Ma réponse est très naïve, et l’image associée très simple :
Un enfant tranquillisé avec un livre ouvert, au pied d’un arbre qui pousse.
En réponse au flux d’images violentes, aux sur sollicitations et au cynisme, j’assume cette naïveté et cette volonté d’un low-tech. COFFRE est un spectacle pensé comme un imagier jubilatoire et contemplatif pour répondre, de manière décroissante, avec des coffres en cartons et des matériaux recyclables ou recyclés, à un désir de douceur et d’émerveillement… et qui se termine avec un vrai arbre à planter.
La découverte de l’album jeunesse Papa de Nicolas Mathieu (prix Goncourt pour Leurs enfants après eux) a été l’un des éléments déclencheur de ce projet. Le second a été une citation de Baudelaire : « Cette facilité à contenter son imagination témoigne de la spiritualité de l’enfance dans ses conceptions artistiques. Le joujou est la première initiation de l’enfant à l’art, ou plutôt c’en est pour lui la première réalisation, et, l’âge mûr venu, les réalisations perfectionnées ne donneront pas à son esprit les mêmes chaleurs, ni mêmes enthousiasmes, ni la même croyance. »
COFFRE
Un amoncellement de coffres à jouets se met en mouvement. Ils sont animés par une vie intérieure ou manipulés par une marionnette-enfant. Derrière cette marionnette apparaissent deux mains. Elles manipulent aussi bien la marionnette que les coffres qui l’entourent. Elles deviennent des personnages autonomes et des partenaires pour l’enfant.
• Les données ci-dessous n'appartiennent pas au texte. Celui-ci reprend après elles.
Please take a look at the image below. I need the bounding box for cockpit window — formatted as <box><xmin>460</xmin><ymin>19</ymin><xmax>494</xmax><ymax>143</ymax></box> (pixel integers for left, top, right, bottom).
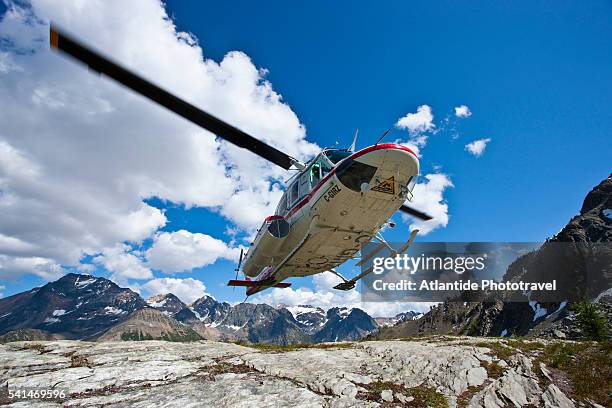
<box><xmin>310</xmin><ymin>162</ymin><xmax>321</xmax><ymax>187</ymax></box>
<box><xmin>325</xmin><ymin>150</ymin><xmax>353</xmax><ymax>164</ymax></box>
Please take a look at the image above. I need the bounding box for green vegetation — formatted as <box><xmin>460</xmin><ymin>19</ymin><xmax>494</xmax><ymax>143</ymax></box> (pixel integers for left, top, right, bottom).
<box><xmin>121</xmin><ymin>330</ymin><xmax>202</xmax><ymax>342</ymax></box>
<box><xmin>536</xmin><ymin>342</ymin><xmax>612</xmax><ymax>407</ymax></box>
<box><xmin>406</xmin><ymin>387</ymin><xmax>448</xmax><ymax>408</ymax></box>
<box><xmin>573</xmin><ymin>302</ymin><xmax>610</xmax><ymax>341</ymax></box>
<box><xmin>506</xmin><ymin>338</ymin><xmax>544</xmax><ymax>353</ymax></box>
<box><xmin>22</xmin><ymin>343</ymin><xmax>45</xmax><ymax>354</ymax></box>
<box><xmin>121</xmin><ymin>330</ymin><xmax>153</xmax><ymax>341</ymax></box>
<box><xmin>474</xmin><ymin>341</ymin><xmax>516</xmax><ymax>360</ymax></box>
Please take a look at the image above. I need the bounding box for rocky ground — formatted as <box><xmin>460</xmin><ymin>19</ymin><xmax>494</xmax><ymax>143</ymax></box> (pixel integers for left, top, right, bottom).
<box><xmin>0</xmin><ymin>337</ymin><xmax>598</xmax><ymax>408</ymax></box>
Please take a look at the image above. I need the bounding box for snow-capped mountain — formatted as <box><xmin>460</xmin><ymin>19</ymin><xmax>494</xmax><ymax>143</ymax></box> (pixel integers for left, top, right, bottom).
<box><xmin>0</xmin><ymin>274</ymin><xmax>420</xmax><ymax>344</ymax></box>
<box><xmin>285</xmin><ymin>305</ymin><xmax>327</xmax><ymax>335</ymax></box>
<box><xmin>313</xmin><ymin>307</ymin><xmax>377</xmax><ymax>342</ymax></box>
<box><xmin>0</xmin><ymin>273</ymin><xmax>146</xmax><ymax>339</ymax></box>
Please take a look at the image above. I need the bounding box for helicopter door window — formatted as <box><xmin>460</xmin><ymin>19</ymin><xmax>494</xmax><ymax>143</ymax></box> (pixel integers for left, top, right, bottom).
<box><xmin>276</xmin><ymin>194</ymin><xmax>287</xmax><ymax>216</ymax></box>
<box><xmin>289</xmin><ymin>180</ymin><xmax>300</xmax><ymax>206</ymax></box>
<box><xmin>310</xmin><ymin>162</ymin><xmax>321</xmax><ymax>188</ymax></box>
<box><xmin>300</xmin><ymin>173</ymin><xmax>310</xmax><ymax>198</ymax></box>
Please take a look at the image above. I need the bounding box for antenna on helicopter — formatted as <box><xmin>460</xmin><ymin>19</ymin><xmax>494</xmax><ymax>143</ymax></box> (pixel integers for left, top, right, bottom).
<box><xmin>349</xmin><ymin>128</ymin><xmax>359</xmax><ymax>152</ymax></box>
<box><xmin>374</xmin><ymin>127</ymin><xmax>393</xmax><ymax>145</ymax></box>
<box><xmin>234</xmin><ymin>248</ymin><xmax>244</xmax><ymax>290</ymax></box>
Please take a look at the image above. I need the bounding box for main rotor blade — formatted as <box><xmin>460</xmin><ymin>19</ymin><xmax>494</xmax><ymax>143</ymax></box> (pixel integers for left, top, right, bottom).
<box><xmin>399</xmin><ymin>204</ymin><xmax>433</xmax><ymax>221</ymax></box>
<box><xmin>50</xmin><ymin>25</ymin><xmax>296</xmax><ymax>170</ymax></box>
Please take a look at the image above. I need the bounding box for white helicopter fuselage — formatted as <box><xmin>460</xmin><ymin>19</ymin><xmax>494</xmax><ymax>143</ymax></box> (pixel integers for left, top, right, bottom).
<box><xmin>243</xmin><ymin>143</ymin><xmax>419</xmax><ymax>295</ymax></box>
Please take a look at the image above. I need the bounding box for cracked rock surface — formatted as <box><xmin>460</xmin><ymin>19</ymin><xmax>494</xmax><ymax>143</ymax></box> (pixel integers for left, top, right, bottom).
<box><xmin>0</xmin><ymin>338</ymin><xmax>574</xmax><ymax>408</ymax></box>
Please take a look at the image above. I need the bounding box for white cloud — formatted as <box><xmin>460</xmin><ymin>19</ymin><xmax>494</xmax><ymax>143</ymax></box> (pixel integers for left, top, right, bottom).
<box><xmin>0</xmin><ymin>0</ymin><xmax>318</xmax><ymax>276</ymax></box>
<box><xmin>0</xmin><ymin>254</ymin><xmax>64</xmax><ymax>281</ymax></box>
<box><xmin>250</xmin><ymin>272</ymin><xmax>433</xmax><ymax>317</ymax></box>
<box><xmin>395</xmin><ymin>105</ymin><xmax>435</xmax><ymax>136</ymax></box>
<box><xmin>93</xmin><ymin>244</ymin><xmax>153</xmax><ymax>286</ymax></box>
<box><xmin>402</xmin><ymin>173</ymin><xmax>453</xmax><ymax>235</ymax></box>
<box><xmin>146</xmin><ymin>230</ymin><xmax>240</xmax><ymax>273</ymax></box>
<box><xmin>455</xmin><ymin>105</ymin><xmax>472</xmax><ymax>118</ymax></box>
<box><xmin>465</xmin><ymin>138</ymin><xmax>491</xmax><ymax>157</ymax></box>
<box><xmin>395</xmin><ymin>105</ymin><xmax>436</xmax><ymax>157</ymax></box>
<box><xmin>142</xmin><ymin>278</ymin><xmax>207</xmax><ymax>304</ymax></box>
Ce monde en équilibre précaire se déplace de glissements en accidents, se construit et se déconstruit au gré de volontés parfois contradictoires. Qu’y a-t-il dans ces coffres ? L’espoir de l’émerveillement ? La promesse du jeu ? Des mondes en miniature ? Le mystère ? La possibilité de disparaitre ? Les secrets les mieux gardés ? L’oubli ? Le mode d’emploi pour ranger ses jouets ?
Se compose devant nos yeux un paysage polymorphe qui révèle, absorbe, masque, recrache trésors et déchets. Alors que l’enfant voit disparaitre sous ses yeux son doudou préféré et entreprend de partir à sa recherche, un coffre corps se dessine sous forme d’imagier, reflet du monde qui l’entoure.
Quand ces coffres finissent par construire un mur, il devient l’une des six faces d’un coffre plus grand encore. Un guide apparait alors et nous invite à entrer dans le ventre de ce coffre pour y découvrir ensemble un musée éphémère : L’espace et le temps d’une enfance fugitive.